To illustrate, Thailand Prime Minister Prayuth himself linked the EEC to the Belt and Road Initiative in one of his national addresses. “Thailand is ready to be a link for the One Belt, One Road strategy as it attaches great importance to regional connectivity,” he said after one of his addresses.[3] Also, it is highly remarkable that in the past few months, Thailand has approved purchases of more than USD 500 million worth of Chinese submarines, tanks and helicopters, besides the construction of a new rail link.[4] This is also an indication that Bangkok is highly dedicated to actualise regional economic integration. However, there is also another need for justification regarding the Thai government which is under the control of the Junta regime as of military coup in 2014. Bangkok tries to cope with political pressure vigorously and disingenuously gain international legitimacy and prestige. That’s why, Thailand has tilted towards China to suppress domestic predicaments, handle the economic growth and gain reputation in the international arena. On the other hand, Bangkok looks for strategic engagement with India, US and Japan within the scope of multi-directional and independent foreign policy.

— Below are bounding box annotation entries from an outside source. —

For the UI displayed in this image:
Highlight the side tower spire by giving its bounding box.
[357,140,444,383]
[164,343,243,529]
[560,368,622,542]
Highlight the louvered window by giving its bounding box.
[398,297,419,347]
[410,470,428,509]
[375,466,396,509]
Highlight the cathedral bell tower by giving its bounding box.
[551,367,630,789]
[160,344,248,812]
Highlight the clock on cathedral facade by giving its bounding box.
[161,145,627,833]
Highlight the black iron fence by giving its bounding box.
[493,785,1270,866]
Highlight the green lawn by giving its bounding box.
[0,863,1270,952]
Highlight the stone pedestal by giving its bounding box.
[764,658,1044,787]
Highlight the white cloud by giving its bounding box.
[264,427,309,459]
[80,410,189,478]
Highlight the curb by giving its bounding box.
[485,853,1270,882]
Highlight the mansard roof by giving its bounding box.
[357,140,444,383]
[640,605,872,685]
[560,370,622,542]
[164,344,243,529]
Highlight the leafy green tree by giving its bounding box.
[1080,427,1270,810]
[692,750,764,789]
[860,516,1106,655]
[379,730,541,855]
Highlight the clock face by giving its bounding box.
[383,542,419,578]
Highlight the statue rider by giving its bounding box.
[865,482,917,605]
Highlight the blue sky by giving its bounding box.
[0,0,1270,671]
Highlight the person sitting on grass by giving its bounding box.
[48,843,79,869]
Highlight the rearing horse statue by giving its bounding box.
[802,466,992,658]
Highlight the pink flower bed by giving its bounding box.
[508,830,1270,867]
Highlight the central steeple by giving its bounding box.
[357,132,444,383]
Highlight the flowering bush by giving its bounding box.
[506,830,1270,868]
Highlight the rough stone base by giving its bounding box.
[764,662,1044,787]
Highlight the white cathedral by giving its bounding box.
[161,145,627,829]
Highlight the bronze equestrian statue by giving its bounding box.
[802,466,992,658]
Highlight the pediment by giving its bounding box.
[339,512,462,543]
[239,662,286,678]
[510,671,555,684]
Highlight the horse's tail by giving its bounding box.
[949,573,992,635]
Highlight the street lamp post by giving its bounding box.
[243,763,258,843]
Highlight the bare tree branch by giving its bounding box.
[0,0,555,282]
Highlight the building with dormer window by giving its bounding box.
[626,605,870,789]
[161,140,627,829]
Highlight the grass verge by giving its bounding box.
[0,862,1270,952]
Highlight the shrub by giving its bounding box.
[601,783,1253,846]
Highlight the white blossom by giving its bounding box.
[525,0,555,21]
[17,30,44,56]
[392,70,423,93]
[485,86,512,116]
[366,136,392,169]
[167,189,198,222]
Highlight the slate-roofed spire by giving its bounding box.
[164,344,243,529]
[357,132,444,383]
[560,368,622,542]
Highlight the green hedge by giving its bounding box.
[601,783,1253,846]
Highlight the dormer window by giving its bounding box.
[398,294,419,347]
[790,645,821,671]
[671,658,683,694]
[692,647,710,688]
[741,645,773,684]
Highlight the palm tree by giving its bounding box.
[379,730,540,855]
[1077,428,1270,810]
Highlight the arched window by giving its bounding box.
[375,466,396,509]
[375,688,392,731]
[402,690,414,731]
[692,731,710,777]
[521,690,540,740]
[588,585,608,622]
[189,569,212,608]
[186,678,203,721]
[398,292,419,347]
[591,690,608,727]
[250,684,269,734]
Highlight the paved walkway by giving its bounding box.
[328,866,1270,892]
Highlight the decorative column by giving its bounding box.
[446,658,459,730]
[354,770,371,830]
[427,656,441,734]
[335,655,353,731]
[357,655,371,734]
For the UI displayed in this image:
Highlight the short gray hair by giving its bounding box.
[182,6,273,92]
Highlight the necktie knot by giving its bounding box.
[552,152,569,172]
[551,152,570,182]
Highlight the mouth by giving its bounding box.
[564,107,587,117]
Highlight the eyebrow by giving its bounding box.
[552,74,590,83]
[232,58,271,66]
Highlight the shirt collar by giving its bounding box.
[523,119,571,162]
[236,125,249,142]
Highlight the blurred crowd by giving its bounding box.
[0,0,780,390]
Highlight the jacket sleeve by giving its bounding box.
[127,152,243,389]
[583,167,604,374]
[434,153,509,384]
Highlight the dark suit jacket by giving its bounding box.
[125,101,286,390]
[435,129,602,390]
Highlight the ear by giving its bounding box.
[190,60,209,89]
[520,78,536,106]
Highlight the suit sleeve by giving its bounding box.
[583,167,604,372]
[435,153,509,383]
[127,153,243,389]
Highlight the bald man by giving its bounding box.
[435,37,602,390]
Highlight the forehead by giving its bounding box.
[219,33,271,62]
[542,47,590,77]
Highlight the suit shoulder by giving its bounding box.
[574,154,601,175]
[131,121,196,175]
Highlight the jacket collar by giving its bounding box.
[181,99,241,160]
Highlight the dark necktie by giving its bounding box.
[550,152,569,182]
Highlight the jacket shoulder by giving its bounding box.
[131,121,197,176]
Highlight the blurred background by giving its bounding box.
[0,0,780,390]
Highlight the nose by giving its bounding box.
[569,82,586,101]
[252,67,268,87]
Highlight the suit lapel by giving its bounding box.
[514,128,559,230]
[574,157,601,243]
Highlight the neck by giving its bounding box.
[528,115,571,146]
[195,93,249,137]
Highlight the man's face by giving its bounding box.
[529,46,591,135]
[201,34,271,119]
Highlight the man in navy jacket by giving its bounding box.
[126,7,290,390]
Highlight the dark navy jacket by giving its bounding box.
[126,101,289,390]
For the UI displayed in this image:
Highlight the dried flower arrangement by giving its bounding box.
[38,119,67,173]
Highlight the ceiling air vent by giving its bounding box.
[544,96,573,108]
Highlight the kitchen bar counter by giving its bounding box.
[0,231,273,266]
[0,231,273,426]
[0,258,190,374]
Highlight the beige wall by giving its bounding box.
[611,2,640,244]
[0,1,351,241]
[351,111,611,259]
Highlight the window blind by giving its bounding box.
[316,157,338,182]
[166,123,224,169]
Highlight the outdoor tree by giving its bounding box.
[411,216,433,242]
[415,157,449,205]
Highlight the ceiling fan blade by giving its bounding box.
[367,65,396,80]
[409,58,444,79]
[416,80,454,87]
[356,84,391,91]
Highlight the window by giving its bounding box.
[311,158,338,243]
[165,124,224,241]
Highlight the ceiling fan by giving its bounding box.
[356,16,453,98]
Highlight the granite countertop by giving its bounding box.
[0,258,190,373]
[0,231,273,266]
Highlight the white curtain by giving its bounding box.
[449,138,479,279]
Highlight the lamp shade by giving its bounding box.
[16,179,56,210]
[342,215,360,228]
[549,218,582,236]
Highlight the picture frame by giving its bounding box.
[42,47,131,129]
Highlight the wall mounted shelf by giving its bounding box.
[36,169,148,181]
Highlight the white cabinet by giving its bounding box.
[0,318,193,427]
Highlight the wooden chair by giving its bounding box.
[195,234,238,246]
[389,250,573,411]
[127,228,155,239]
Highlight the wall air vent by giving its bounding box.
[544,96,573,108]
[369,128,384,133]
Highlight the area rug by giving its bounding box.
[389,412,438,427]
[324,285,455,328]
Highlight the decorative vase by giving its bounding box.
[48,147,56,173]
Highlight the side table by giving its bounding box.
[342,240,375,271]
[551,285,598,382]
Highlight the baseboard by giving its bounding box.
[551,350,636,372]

In other words, Thailand, as a bridge between Asia and the Malay Archipelago, has a significant amount of importance for global power’s strategic assessments.

World global politics are now on the verge of a shift towards South East Asia. Trump’s presidency is looking for a new engagement with ASEAN countries in search of allies to deal with North Korea’s troublesome leader Kim Jong-un and the rising power of China. It is also embarking on economic dominance in the region thanks to Belt and Road Initiative and is trying to take the lead in South East Asia politics. Additionally, India and Japan have an eager interest in the region and look for investments in these countries. On the other hand, ASEAN countries are ready to engage with the World and benefit from rising economic interest thanks to recovering economic indicators. Thailand, as a strategic hub in the region, constitutes an outstanding destination for international investors and thus takes the stage around the globe. Herewith, Bangkok is becoming the mainland for the power struggle in particular between the US and China, which are long-time rivals in Southern Asia domination.

However, this could be the last rise of Asia before its fall due to growing threat of radical terrorism and weapons of mass destruction under the hand of the livid North Korean leader.


[1] “Will The US Re-Turn To Thailand?-Analysis”, Euraisa Review, http://www.eurasiareview.com/27082017-will-the-us-re-turn-to-thailand-analysis/, (Access Date: 15.09.2017).

[2] “Thailand’s Prime Minister Prayut Chan-o-cha Accepts Donald Trump’s White House Invitation”, The Straits Times, http://www.straitstimes.com/asia/se-asia/thailands-prime-minister-prayut-chan-o-cha-accepts-donald-trumps-white-house-invitation, (Access Date: 15.09.2017).

[3] “Thailand Chases Chinese Money, But At What Cost?”, South China Morning Post, http://www.scmp.com/week-asia/society/article/2102934/thailand-chases-chinese-money-what-cost, (Access Date: 15.09.2017).

[4] “Will The US Re-Turn To Thailand?-Analysis”, a.g.e., (Access Date: 15.09.2017).